Photosynq a Rapid Measure of Plant, Soil, Water, and Environmental Parameters for Big Data Analyses Globally.

Nondestructive identification of abiotic and biotic interference of plant processes requires new technology designed to quantify plant physiological responses to their growing environment. The PhotosynQ project connects the MultispeQ instrument to a cloud-based database for global sharing of plant health data including drought. The MultispeQ is a sophisticated, inexpensive, and nondestructive plant photosynthesis meter that measures key chlorophyll fluorescence, absorbance and absorbance kinetics parameters.
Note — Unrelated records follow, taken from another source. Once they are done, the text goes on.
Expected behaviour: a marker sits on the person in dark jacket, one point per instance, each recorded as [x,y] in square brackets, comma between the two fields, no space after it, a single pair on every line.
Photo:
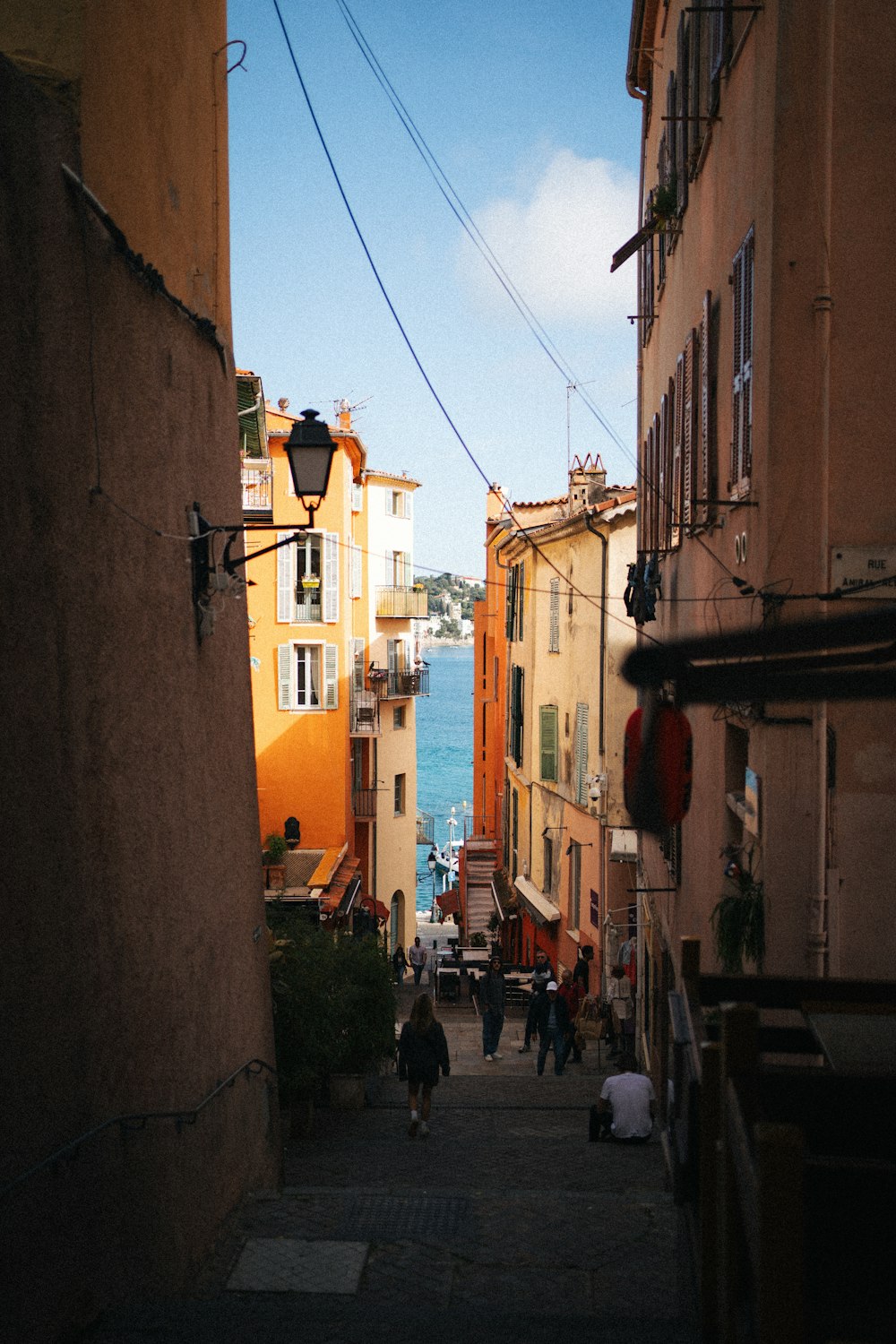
[541,972]
[422,1050]
[552,1023]
[492,995]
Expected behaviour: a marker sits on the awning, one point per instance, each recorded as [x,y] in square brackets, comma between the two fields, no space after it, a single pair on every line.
[449,902]
[624,846]
[541,910]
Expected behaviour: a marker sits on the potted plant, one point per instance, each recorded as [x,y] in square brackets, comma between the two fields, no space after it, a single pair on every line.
[739,916]
[273,859]
[664,203]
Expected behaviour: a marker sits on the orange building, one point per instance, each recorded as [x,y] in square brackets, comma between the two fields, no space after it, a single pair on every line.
[333,672]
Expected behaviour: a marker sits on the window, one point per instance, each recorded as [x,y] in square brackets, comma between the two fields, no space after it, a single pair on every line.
[575,884]
[742,386]
[308,676]
[548,715]
[308,578]
[398,569]
[582,754]
[516,714]
[554,632]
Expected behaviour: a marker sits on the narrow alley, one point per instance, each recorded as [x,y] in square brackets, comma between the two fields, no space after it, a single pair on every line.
[505,1223]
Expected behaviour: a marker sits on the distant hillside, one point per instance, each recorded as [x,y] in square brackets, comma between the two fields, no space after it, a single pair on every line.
[446,588]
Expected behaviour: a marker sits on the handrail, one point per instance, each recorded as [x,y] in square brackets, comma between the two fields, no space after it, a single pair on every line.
[131,1124]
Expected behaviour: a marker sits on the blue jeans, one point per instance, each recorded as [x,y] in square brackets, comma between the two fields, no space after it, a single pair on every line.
[556,1039]
[492,1029]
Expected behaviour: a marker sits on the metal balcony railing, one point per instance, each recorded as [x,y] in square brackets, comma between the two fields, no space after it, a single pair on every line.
[409,682]
[402,602]
[365,803]
[257,476]
[366,714]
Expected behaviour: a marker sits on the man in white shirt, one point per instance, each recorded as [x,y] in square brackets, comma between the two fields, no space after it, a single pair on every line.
[627,1107]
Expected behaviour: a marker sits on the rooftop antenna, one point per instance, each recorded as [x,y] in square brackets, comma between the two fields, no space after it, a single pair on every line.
[573,387]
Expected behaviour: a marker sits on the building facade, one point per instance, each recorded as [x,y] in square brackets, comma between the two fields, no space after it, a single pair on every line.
[134,969]
[762,422]
[335,677]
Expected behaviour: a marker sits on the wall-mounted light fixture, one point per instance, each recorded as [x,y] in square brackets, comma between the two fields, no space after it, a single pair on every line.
[309,452]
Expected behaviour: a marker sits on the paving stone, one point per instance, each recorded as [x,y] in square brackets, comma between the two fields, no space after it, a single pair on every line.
[288,1265]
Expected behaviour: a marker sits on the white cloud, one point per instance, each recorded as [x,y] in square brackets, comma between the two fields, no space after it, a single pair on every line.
[557,244]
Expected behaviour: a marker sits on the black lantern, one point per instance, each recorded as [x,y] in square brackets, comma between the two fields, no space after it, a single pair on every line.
[311,449]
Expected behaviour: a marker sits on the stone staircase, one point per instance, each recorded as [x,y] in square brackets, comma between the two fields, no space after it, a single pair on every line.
[481,859]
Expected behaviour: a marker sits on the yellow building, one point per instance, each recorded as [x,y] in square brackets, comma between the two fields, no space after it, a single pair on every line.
[333,671]
[564,825]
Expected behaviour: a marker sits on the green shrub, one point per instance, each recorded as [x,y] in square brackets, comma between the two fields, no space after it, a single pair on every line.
[333,1003]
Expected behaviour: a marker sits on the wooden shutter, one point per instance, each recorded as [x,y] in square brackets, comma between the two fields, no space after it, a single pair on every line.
[331,676]
[680,465]
[520,599]
[548,738]
[330,545]
[285,581]
[742,382]
[285,676]
[705,476]
[683,112]
[582,754]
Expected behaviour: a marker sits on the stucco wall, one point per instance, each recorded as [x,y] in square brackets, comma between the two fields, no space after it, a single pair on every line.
[134,970]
The MultispeQ uses 15 second measurements of crop leaves to provide a ‘window’ into the plant, allowing researchers to identify plant water deficit drought or to rapidly identify genotypes resilient and susceptible to drought stress in the field. The resulting data, and key metadata including GPS waypoints, timestamp, and survey style data collected from smartphones via Bluetooth connection to MultispeQ, are connected to the PhotosynQ platform (www.photosynq.org) facilitating the generation of large data sets useful to collaborators worldwide. These big data sets can be further analyzed for quantifying additional responses by plants. This new data-sharing tool advances farming research globally. In Zambia, local researchers used PhotosynQ to identify key QTL’s for drought tolerance in a common bean breeding population. In Uganda, researchers quantified plant water deficit drought in cowpea lines using the quantum yields of photosystem II and non-photochemical quenching. In Michigan, we deployed PhotosynQ to identify the leaf locations on corn plants experiencing plant water deficit stress at various growth stages, with and without soil water retention technologies, and to relate MultispeQ parameters to soil moisture content. Users can visualize and map data, aggregate results, and apply sophisticated analytical tools to take direct measurement of crop physiological status in the field. This device can be used to identify the frequency of measuring the same or different leaves of most row crops and vegetable crops to identify separate and combined abiotic and biotic stresses.